Concurrency is hard, at least in most programming languages. The Go language has the ability to execute processes concurrently and, critically, to coordinate concurrent processes efficiently. That’s why we chose Go as the basis for the antha language.
Rob Pike, one of the pioneers of Go from Google, explains that concurrency is NOT the same as parallelism, it’s better.
Concurrency = the composition of independently executing processes.
Parallelism = simultaneously executing processes.
What that means is that concurrency is about dealing with a lot things at once whereas parallelism is about doing a lot of things at once; concurrency is about structure; parallelism is about execution.
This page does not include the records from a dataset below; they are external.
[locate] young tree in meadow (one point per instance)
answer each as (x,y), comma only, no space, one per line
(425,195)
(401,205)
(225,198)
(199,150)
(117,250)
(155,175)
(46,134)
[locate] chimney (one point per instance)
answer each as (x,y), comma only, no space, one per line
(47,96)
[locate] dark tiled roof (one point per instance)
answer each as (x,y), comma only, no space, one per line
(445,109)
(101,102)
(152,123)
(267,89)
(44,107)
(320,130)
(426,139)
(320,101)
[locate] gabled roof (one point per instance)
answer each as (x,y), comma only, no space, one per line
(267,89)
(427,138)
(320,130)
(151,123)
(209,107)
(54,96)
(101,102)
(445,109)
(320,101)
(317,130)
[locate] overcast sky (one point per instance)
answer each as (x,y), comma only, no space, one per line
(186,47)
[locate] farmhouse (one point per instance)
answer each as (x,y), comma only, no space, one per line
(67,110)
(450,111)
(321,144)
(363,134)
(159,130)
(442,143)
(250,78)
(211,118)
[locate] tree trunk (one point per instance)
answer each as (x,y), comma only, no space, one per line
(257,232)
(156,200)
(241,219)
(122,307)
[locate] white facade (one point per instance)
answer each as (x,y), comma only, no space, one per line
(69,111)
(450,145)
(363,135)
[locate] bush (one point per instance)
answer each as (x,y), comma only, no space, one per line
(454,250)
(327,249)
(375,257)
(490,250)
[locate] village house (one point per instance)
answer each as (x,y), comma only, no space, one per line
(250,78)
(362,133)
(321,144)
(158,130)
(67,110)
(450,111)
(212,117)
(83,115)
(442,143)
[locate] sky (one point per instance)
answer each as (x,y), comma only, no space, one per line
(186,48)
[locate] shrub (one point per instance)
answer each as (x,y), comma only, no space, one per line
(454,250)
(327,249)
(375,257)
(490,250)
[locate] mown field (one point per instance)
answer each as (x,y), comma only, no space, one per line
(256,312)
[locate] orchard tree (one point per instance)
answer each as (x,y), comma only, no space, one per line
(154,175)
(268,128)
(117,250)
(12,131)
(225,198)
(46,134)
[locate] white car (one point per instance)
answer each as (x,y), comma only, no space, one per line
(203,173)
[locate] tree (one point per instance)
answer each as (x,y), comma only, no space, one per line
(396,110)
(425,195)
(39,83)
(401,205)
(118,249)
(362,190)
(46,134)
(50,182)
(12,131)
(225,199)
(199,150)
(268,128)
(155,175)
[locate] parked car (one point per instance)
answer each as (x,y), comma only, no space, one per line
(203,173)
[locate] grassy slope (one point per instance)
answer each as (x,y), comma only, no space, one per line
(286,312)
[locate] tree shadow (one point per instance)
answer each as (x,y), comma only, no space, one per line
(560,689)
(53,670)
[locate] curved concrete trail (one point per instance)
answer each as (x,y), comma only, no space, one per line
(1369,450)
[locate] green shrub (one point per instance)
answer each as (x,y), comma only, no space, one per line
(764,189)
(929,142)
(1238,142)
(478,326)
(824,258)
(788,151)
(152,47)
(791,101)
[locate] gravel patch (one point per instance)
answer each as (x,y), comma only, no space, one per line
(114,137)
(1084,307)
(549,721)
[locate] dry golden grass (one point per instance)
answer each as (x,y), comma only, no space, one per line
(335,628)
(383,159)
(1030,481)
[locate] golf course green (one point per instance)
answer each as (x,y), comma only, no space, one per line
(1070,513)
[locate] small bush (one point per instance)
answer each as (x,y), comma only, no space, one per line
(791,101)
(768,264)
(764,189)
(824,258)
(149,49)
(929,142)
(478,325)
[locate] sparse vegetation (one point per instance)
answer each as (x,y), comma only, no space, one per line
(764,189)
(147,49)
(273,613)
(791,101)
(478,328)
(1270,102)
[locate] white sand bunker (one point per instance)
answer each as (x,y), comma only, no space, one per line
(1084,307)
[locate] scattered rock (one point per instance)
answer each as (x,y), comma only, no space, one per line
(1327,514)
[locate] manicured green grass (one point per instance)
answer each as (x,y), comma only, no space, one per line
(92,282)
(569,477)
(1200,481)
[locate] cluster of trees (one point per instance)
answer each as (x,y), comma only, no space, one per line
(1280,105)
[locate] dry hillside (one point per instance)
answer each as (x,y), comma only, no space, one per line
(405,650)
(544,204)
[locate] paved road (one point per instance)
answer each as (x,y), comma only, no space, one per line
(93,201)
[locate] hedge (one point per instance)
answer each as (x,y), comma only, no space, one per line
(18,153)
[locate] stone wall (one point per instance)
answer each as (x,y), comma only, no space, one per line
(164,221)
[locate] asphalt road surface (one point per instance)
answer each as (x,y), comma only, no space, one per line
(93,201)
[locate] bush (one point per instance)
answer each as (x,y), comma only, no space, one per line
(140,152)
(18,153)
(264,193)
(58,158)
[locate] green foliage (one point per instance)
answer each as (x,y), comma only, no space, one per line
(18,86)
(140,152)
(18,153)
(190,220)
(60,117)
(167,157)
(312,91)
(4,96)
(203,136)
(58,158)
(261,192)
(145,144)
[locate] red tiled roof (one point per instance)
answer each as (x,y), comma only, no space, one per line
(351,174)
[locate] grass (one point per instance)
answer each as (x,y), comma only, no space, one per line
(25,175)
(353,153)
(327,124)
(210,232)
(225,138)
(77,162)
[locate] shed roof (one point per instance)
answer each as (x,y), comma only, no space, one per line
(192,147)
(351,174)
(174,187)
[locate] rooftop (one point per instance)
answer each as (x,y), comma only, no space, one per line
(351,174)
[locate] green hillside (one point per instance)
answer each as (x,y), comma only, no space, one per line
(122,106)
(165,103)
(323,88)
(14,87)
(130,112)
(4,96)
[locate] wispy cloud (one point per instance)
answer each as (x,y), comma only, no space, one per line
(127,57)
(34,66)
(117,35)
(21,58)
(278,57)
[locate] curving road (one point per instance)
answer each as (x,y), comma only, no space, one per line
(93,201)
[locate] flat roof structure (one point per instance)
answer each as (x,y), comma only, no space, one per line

Concurrency is about structuring so MAYBE you can use parallelism to do a better job. But parallelism is not the goal of concurrency, concurrency’s goal is a good structure and good structure is key to managing complexity (like in biology) In order to get concurrency to work though you have to add the idea of communication
Concurrency + communication = more efficient processes.
Communication enables the ability to coordinate those independent pieces for optimal efficiency, not
necessarily doing things at the same time. This concept is not new but Google’s Go language has this capacity
built-in making building and debugging concurrent
Antha will bring the concept of concurrency into managing physical lab operations and processes with limited resources as well as computational tasks such as processing DNA sequencing data or metabolite profiling. In the computational sphere this can mean large operations are performed in seconds rather than minutes; in the physical world of carrying out lab work, where timescales are longer, the time saving could be substantial; especially as more ambitious experimental plans are enabled.